Toledo council debates winter averaging, pool credit and expanded customer aid as sewer bills spike

5333094 ยท July 8, 2025

Loading...

AI-Generated Content: All content on this page was generated by AI to highlight key points from the meeting. For complete details and context, we recommend watching the full video. so we can fix them.

Summary

Council members and utilities officials debated proposals to end winter sewer averaging, a one-time $50 sewer credit for residential pool fills and expanded customer-assistance measures as summer water use drives higher sewer charges.

Toledo City Council and Department of Public Utilities officials spent more than an hour on July 8 discussing whether to reinstate, alter or abandon 'winter sewer averaging' and how to respond to higher summer sewer bills.

The discussion centered on two near-term proposals: a one-time $50 sewer credit for residents who fill private pools between May 1 and July 31, and an internal review of winter averaging that staff said they will complete with the city

rate consultant by year end. Department of Public Utilities Director Doug Stevens described the proposed pool credit as a narrowly targeted approach: residents would apply online, provide the service address and DPU account number and meet eligibility rules (resident customers only; no commercial pools). "We'd give a $50 credit on anyone who filled up a pool one time a year between May 1 and July 31," Stevens told council members. "You have to be a City of Toledo water and sewer customer because the credit is on the sewer side." (Doug Stevens, Director, Department of Public Utilities)

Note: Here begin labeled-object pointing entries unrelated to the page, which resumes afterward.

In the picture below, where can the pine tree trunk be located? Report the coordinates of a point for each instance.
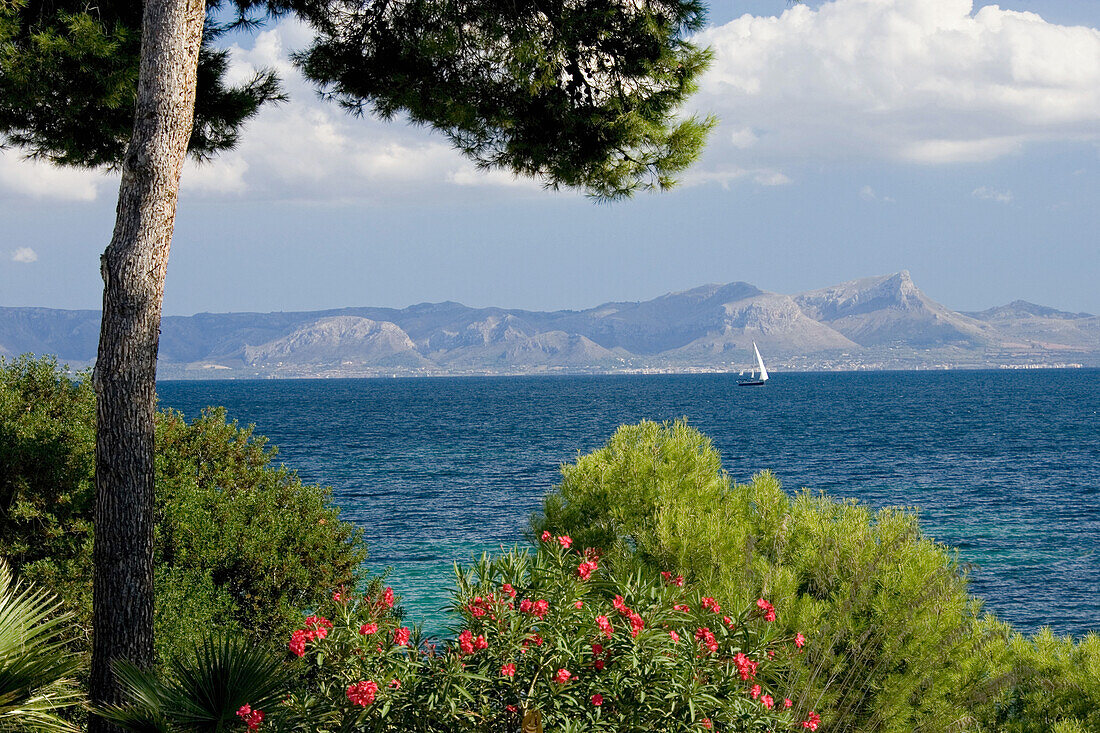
(133, 269)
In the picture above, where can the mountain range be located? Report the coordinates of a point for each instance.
(875, 323)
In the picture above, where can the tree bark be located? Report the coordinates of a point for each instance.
(133, 269)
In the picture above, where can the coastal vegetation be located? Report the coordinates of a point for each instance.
(646, 550)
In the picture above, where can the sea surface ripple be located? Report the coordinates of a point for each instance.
(1003, 466)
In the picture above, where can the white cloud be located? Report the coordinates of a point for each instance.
(927, 81)
(987, 194)
(40, 179)
(24, 254)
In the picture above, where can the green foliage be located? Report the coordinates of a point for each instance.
(1055, 685)
(895, 642)
(35, 663)
(69, 78)
(582, 95)
(201, 690)
(241, 543)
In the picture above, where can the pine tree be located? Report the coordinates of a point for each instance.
(579, 93)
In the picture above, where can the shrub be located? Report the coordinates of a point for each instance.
(894, 638)
(241, 543)
(556, 636)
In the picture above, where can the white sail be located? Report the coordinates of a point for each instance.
(763, 372)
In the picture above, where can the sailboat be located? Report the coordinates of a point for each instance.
(754, 381)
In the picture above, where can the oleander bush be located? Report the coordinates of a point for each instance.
(894, 641)
(557, 635)
(242, 544)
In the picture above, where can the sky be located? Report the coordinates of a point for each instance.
(957, 140)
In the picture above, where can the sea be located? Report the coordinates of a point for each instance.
(1004, 466)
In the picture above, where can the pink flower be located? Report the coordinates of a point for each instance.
(705, 636)
(297, 644)
(251, 718)
(745, 666)
(769, 610)
(604, 624)
(636, 624)
(362, 693)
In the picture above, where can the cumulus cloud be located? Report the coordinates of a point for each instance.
(24, 254)
(987, 194)
(40, 179)
(928, 81)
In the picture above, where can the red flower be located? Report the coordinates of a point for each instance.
(745, 666)
(251, 718)
(297, 644)
(636, 624)
(705, 636)
(466, 642)
(362, 693)
(604, 624)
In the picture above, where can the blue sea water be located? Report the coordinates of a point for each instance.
(1004, 466)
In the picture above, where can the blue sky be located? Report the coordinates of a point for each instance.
(858, 138)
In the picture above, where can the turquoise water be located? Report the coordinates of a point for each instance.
(1004, 466)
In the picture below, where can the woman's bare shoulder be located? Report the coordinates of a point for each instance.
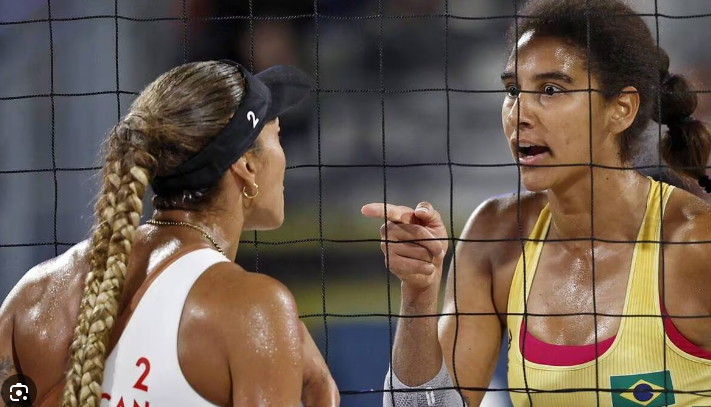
(233, 302)
(505, 217)
(53, 276)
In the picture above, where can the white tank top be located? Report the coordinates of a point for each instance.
(143, 369)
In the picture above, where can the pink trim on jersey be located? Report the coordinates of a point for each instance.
(544, 353)
(680, 340)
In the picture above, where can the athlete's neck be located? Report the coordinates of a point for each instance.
(618, 202)
(225, 229)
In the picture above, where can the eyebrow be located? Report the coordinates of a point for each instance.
(552, 75)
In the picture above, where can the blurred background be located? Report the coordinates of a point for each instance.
(349, 127)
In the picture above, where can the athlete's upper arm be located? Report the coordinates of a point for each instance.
(260, 334)
(476, 338)
(7, 352)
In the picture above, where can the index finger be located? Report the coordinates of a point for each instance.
(395, 213)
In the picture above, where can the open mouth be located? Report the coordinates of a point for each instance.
(529, 150)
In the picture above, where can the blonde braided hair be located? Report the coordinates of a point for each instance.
(173, 118)
(125, 178)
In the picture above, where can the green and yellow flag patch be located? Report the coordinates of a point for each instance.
(644, 389)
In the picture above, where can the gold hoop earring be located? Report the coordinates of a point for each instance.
(248, 196)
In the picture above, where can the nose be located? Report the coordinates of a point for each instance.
(521, 115)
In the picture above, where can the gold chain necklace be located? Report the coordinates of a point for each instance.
(206, 235)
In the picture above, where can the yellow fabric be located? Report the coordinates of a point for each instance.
(636, 359)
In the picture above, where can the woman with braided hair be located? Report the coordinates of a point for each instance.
(160, 314)
(596, 310)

Council members pressed officials on affordability, collections and alternatives. Councilwoman Vanice Williams said she was deeply concerned that any policy that subsidizes pool-filling would shift costs to low-income residents. "I don't care about pools," Williams said bluntly. "I got people that can't afford basic water needs. If you can fill a pool and I got people that can't fill their toilet, I don't give a **** about winter averages." (Councilwoman Vanice Williams)

Councilman Pete Komia pointed to existing code that allows homeowners to install private wastewater discharge meters at their own expense (Toledo Municipal Code 9.29.07), a pathway some residents use to avoid sewer charges tied to water usage. "Toledo Municipal Code 9.29.07 allows for folks to install their own wastewater discharge sewer meters at their own expense," Komia said, noting that the option exists but is not widely used because of cost and complexity. (Councilman Pete Komia)

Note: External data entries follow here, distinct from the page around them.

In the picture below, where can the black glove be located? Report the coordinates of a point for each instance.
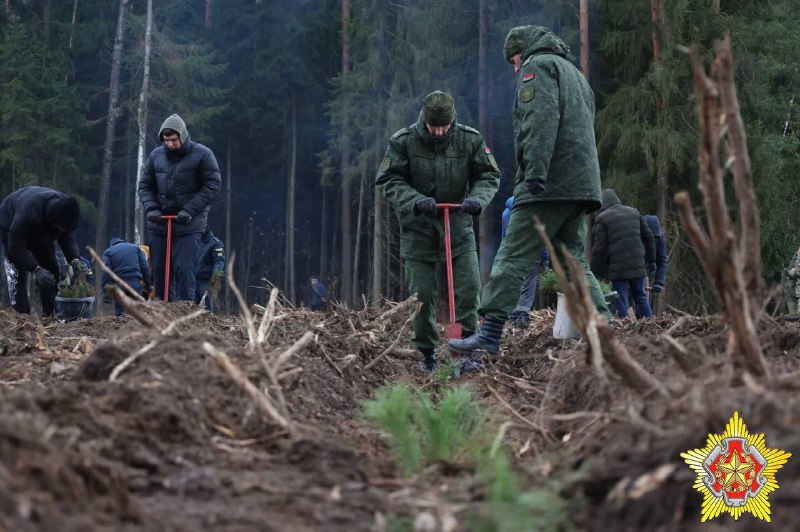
(535, 187)
(183, 218)
(44, 279)
(427, 206)
(471, 206)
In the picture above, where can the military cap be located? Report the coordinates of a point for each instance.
(438, 109)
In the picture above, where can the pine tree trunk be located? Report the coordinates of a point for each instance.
(289, 275)
(346, 234)
(584, 25)
(141, 119)
(485, 220)
(323, 237)
(111, 126)
(357, 254)
(46, 19)
(209, 13)
(377, 244)
(72, 25)
(228, 241)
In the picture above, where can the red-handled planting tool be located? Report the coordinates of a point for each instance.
(169, 218)
(452, 329)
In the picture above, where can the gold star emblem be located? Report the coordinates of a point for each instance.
(735, 472)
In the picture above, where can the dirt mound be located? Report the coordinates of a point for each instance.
(173, 443)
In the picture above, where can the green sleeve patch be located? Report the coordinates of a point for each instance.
(526, 94)
(401, 132)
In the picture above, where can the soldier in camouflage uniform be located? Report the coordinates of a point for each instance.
(558, 175)
(437, 160)
(791, 288)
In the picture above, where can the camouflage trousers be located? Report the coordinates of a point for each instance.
(422, 279)
(791, 293)
(565, 225)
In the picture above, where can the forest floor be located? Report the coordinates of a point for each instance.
(174, 444)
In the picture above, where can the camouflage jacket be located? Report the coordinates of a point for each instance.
(554, 125)
(450, 169)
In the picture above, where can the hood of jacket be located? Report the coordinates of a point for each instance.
(540, 40)
(654, 225)
(608, 199)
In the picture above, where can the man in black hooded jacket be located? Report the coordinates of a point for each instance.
(32, 220)
(180, 178)
(622, 245)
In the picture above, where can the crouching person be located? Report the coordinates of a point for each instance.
(129, 263)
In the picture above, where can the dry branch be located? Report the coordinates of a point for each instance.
(260, 400)
(603, 347)
(248, 316)
(396, 340)
(732, 264)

Department officials and several council members said they plan to wait and review summer data before making a final policy choice. Councilman Tyrone Sarantu recommended collecting and analyzing consumption and collection data through December and reviewing it with the rate consultant in early 2026. "I think we owe it to all of the ratepayers to look at that," Sarantu said. "Six, seven months down the road ... we'll have a pretty good idea of what's happened out there." (Councilman Tyrone Sarantu)

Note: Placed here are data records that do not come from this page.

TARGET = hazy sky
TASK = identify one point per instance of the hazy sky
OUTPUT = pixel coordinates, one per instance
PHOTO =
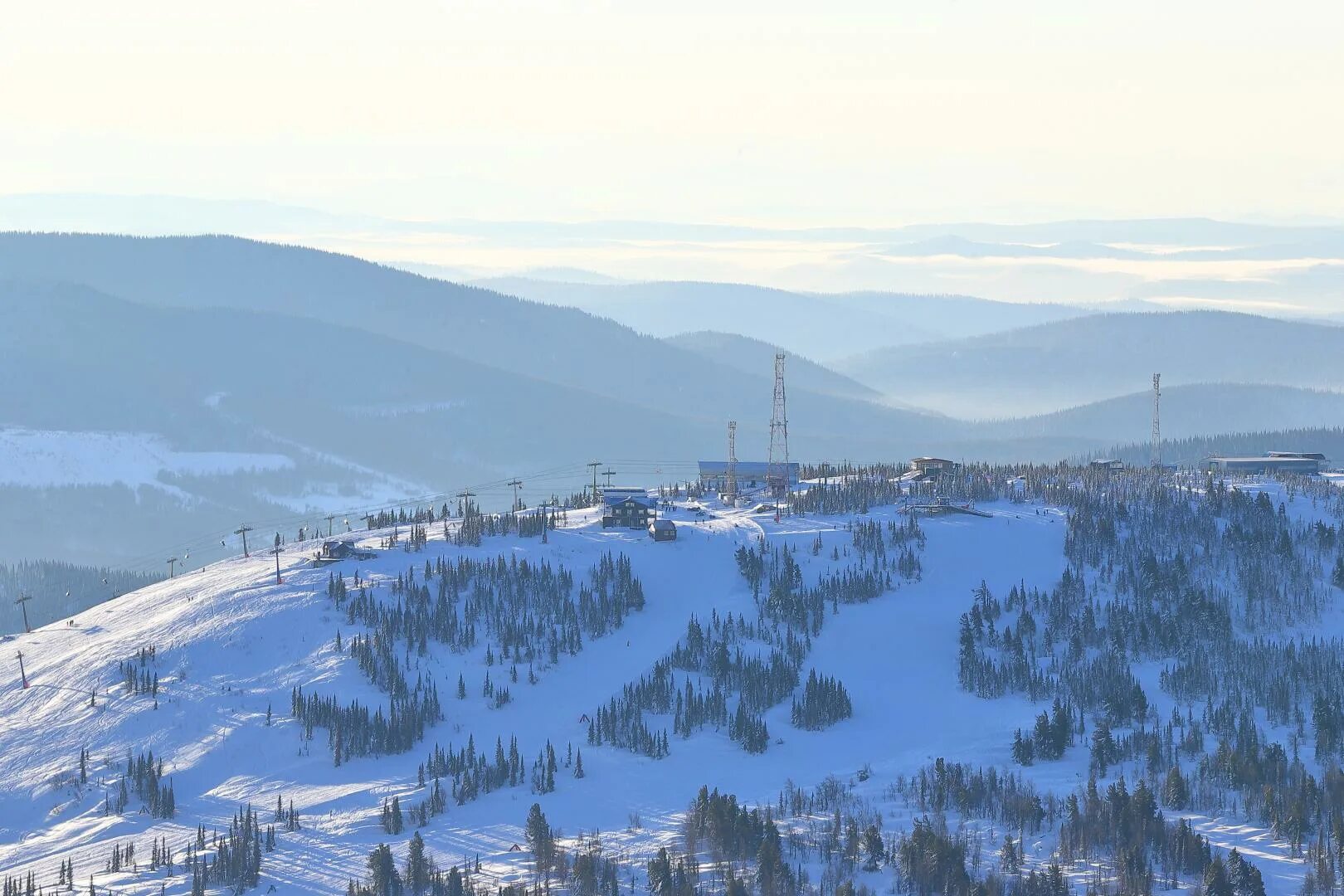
(782, 113)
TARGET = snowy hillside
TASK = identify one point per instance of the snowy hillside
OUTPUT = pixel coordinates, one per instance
(202, 672)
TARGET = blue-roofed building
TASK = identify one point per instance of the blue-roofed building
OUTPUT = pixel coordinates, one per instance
(752, 475)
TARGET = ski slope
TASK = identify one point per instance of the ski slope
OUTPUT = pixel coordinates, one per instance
(231, 644)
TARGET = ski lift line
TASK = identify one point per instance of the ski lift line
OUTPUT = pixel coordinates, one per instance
(489, 488)
(550, 475)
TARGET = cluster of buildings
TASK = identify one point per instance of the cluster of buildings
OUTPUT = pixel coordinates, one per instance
(1301, 462)
(633, 508)
(1298, 462)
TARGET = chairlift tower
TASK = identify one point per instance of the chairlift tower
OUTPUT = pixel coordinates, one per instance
(1157, 460)
(732, 484)
(778, 468)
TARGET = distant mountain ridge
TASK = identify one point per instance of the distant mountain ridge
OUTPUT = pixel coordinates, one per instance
(1040, 368)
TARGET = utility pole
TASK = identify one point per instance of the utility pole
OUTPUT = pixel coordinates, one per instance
(244, 531)
(23, 605)
(594, 465)
(1157, 460)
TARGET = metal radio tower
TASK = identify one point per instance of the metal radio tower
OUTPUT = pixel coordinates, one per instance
(1157, 427)
(732, 490)
(778, 470)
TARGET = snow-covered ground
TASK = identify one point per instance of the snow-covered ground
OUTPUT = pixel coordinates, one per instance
(231, 644)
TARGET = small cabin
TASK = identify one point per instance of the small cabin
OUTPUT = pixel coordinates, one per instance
(626, 508)
(932, 466)
(663, 531)
(336, 551)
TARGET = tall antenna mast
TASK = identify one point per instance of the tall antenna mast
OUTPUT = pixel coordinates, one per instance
(1157, 427)
(732, 490)
(778, 470)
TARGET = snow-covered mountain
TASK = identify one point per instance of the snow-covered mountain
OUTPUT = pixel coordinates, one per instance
(318, 696)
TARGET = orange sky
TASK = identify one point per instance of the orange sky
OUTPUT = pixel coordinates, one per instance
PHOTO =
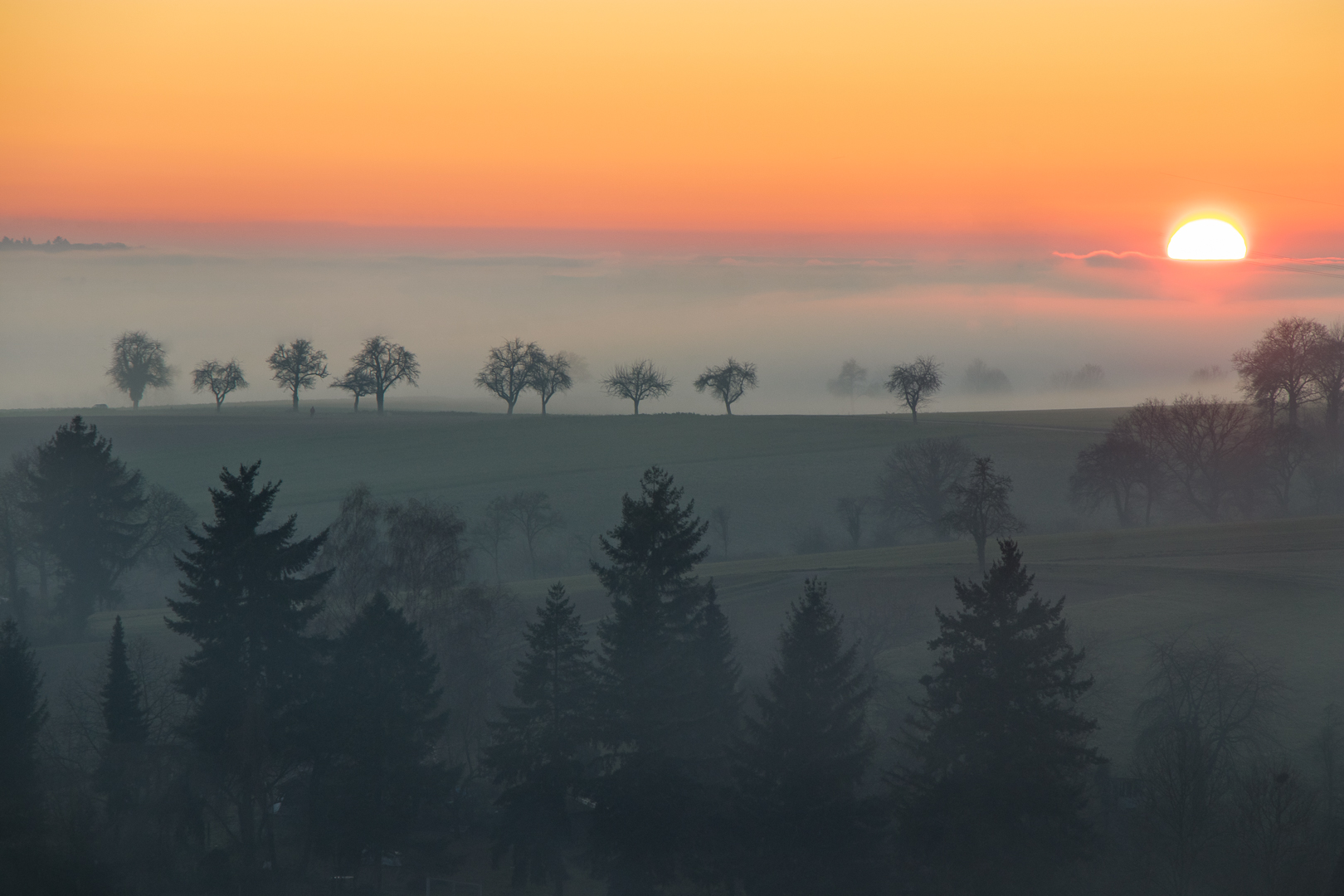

Officials also described multiple parallel customer-assistance measures. Stevens and others said the administration will expand outreach on a 25% senior discount, make payment-plan enrollment easier and run a targeted campaign to connect vulnerable customers to help. Councilman Robert Martinez said the administration drafted legislation to provide short-term assistance funds for households facing imminent shutoff and that staff prepared ZIP-code-level lists of accounts at risk to help council members target outreach.

Why it matters: Sewer billing policy affects all customers and ties into capital planning and rate-setting. Staff warned that eliminating winter averaging could require larger rate increases later: consultants estimated a roughly 3.75% planned increase would have to rise toward 10% to cover lost revenue without other offsets. Council members said they want more data about summer consumption, payment-plan uptake and collections before deciding whether to reinstate winter averaging, grant a pool credit, or expand targeted aid.

Council next steps: Utilities staff said they will analyze usage and collection trends through the rest of the year, provide ZIP-code-level shutoff and payment-plan data to council, and review those findings with the rate consultant in early 2026. Several members asked the department to send materials about the proposed $50 pool credit details and the pending short-term assistance legislation.